A feature of Mallet-style articulation (both compound Mallets and the latest simple articulates) is that the forward engine frame is articulated with the rear engine frame, so the pull of the forward engine is transmitted at roughly axle level, and without stressing the boiler or associated pipework. That's missing here. Major, MAJOR, change in the structural/mechanical design! Time-travel back to 1913 and show this to the designers at Alco or Baldwin and they will think you are an escaped lunatic.
Which said, there are lots of different schemes for building articulated steam locomotives, and some of them did involve powered "trucks" that were (like the bogies on a typical diesel) connected only via the superstructure. ( Bulleid's "Leader" (for Southern Railway / British Rail) and "turf burner" (for CIE (Irish Rail)) come to mind, though not happily. )
(And lengthening boiler tubes isn't always a good thing: increases the heating surface (good) but also -- because of the increases friction involved in going through longer narrow pipes -- hinders the passage of hot gas through the boiler (bad, very bad). Most designers of (coal burning: oil burners seem to have had different dynamics) in the last generation of American steam tried to keep the boiler tubes relatively short (say, 19 feet), filling the gap between the rear end of the tubes and the firebox in a long-barreled boiler with a combustion chamber.)

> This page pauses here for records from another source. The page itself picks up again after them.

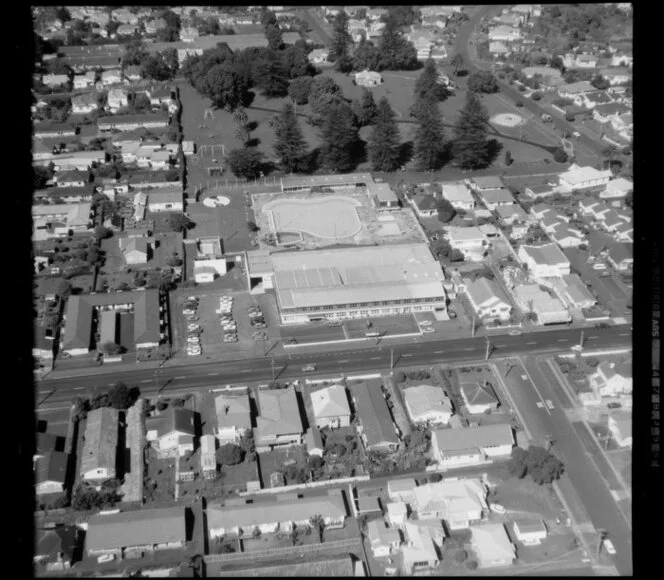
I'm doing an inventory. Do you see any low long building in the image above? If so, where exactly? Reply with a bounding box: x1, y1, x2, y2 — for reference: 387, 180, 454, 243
270, 243, 446, 324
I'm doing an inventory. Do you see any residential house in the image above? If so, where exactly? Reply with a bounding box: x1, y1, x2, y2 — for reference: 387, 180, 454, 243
496, 204, 529, 226
513, 519, 547, 546
408, 193, 438, 217
513, 284, 571, 324
34, 450, 69, 495
351, 379, 399, 451
518, 244, 570, 278
562, 274, 597, 308
402, 385, 454, 425
588, 361, 632, 397
254, 387, 304, 451
85, 506, 189, 558
607, 243, 634, 271
147, 184, 184, 213
214, 393, 251, 445
355, 70, 383, 87
367, 519, 401, 558
42, 74, 69, 88
401, 521, 445, 575
106, 89, 129, 113
309, 385, 350, 429
81, 407, 118, 483
466, 278, 512, 322
412, 478, 488, 530
304, 427, 325, 457
118, 238, 150, 266
459, 381, 499, 415
387, 477, 417, 504
71, 93, 99, 115
466, 176, 506, 193
609, 411, 632, 447
599, 177, 634, 207
201, 434, 217, 479
386, 501, 408, 530
146, 406, 196, 457
431, 424, 514, 468
574, 91, 613, 109
558, 81, 597, 99
74, 71, 97, 89
489, 25, 521, 42
440, 182, 475, 210
470, 524, 516, 568
445, 226, 489, 262
207, 489, 346, 539
32, 525, 80, 576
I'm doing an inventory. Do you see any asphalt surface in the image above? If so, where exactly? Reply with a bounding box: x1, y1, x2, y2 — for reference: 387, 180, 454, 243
455, 6, 606, 167
498, 359, 633, 575
37, 325, 631, 406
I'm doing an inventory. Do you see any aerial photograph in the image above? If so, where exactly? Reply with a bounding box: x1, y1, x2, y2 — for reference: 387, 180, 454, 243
31, 3, 640, 578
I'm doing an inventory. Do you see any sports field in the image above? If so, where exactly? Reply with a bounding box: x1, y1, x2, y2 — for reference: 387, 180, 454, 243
263, 197, 362, 240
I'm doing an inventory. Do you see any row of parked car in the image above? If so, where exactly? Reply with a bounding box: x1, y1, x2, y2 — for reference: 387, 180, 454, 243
182, 296, 203, 356
215, 296, 237, 342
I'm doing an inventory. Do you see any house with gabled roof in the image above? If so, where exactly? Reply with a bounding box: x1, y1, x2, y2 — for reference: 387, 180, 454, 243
81, 407, 118, 483
309, 385, 350, 429
431, 424, 514, 468
254, 386, 304, 451
402, 385, 454, 425
146, 406, 196, 457
459, 381, 498, 415
470, 524, 516, 568
214, 393, 251, 445
351, 379, 399, 451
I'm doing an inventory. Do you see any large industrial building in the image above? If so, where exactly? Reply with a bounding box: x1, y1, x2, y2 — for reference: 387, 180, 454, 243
248, 243, 446, 324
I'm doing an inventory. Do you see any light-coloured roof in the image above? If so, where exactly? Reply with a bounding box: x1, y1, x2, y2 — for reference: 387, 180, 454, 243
81, 407, 118, 473
470, 524, 516, 562
85, 507, 186, 551
256, 387, 303, 437
310, 385, 350, 418
214, 393, 251, 429
207, 489, 346, 530
431, 423, 514, 455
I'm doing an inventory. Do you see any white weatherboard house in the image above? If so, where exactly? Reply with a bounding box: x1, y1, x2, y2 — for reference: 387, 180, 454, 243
214, 393, 251, 445
431, 424, 514, 469
310, 385, 350, 429
411, 479, 488, 530
403, 385, 454, 425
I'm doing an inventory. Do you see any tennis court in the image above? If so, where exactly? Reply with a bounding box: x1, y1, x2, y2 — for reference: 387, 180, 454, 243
263, 197, 362, 239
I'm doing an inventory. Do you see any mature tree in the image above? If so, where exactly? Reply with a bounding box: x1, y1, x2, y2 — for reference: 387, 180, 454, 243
108, 382, 141, 411
329, 10, 353, 63
436, 198, 456, 224
468, 70, 499, 93
288, 77, 314, 105
453, 91, 491, 169
321, 102, 359, 173
415, 59, 449, 102
369, 97, 401, 171
353, 88, 378, 127
274, 103, 307, 173
227, 147, 264, 179
217, 443, 244, 465
413, 101, 444, 171
197, 64, 249, 111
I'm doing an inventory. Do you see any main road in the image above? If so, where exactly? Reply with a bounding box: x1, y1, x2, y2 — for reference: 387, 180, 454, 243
37, 325, 632, 405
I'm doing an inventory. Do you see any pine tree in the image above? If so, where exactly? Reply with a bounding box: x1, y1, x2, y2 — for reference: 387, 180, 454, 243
453, 91, 490, 169
274, 103, 307, 173
321, 102, 358, 173
414, 99, 444, 171
369, 97, 401, 171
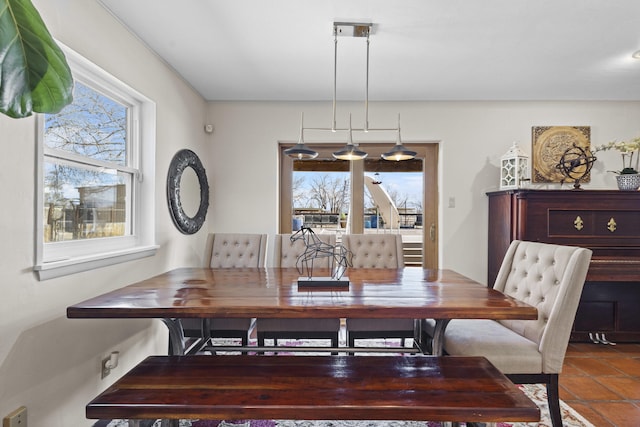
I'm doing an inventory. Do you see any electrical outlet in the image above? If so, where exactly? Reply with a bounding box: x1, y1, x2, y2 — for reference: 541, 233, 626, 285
102, 357, 111, 380
2, 406, 27, 427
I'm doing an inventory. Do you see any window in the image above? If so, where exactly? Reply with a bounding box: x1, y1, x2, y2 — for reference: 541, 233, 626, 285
35, 47, 156, 280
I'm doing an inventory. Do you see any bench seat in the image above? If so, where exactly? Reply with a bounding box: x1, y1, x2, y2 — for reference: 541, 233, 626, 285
86, 355, 540, 422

Do follow up Desertdweller's suggestion of a Garratt. They look very strange to American eyes (Alco had an American license to the design, but didn't find any customers), but were built in many sizes and configurations, both narrow gauge and standard gauge and were used successfully by railways on five continents. One built to the North American loading gauge (= clearance envelope) could have tall domes and a prominent stack, and there are enough options in water-tank and coal-bunker design that you might be able to get something that would appeal.
(I hope you're not offended by my first paragraph: I enjoy speculative locomotive design, so please don't hesitate to suggest more. I'll feel free to criticize them viciously if I don't like them… but with a smile and what I hope you'll recognize as a friendly attitude.)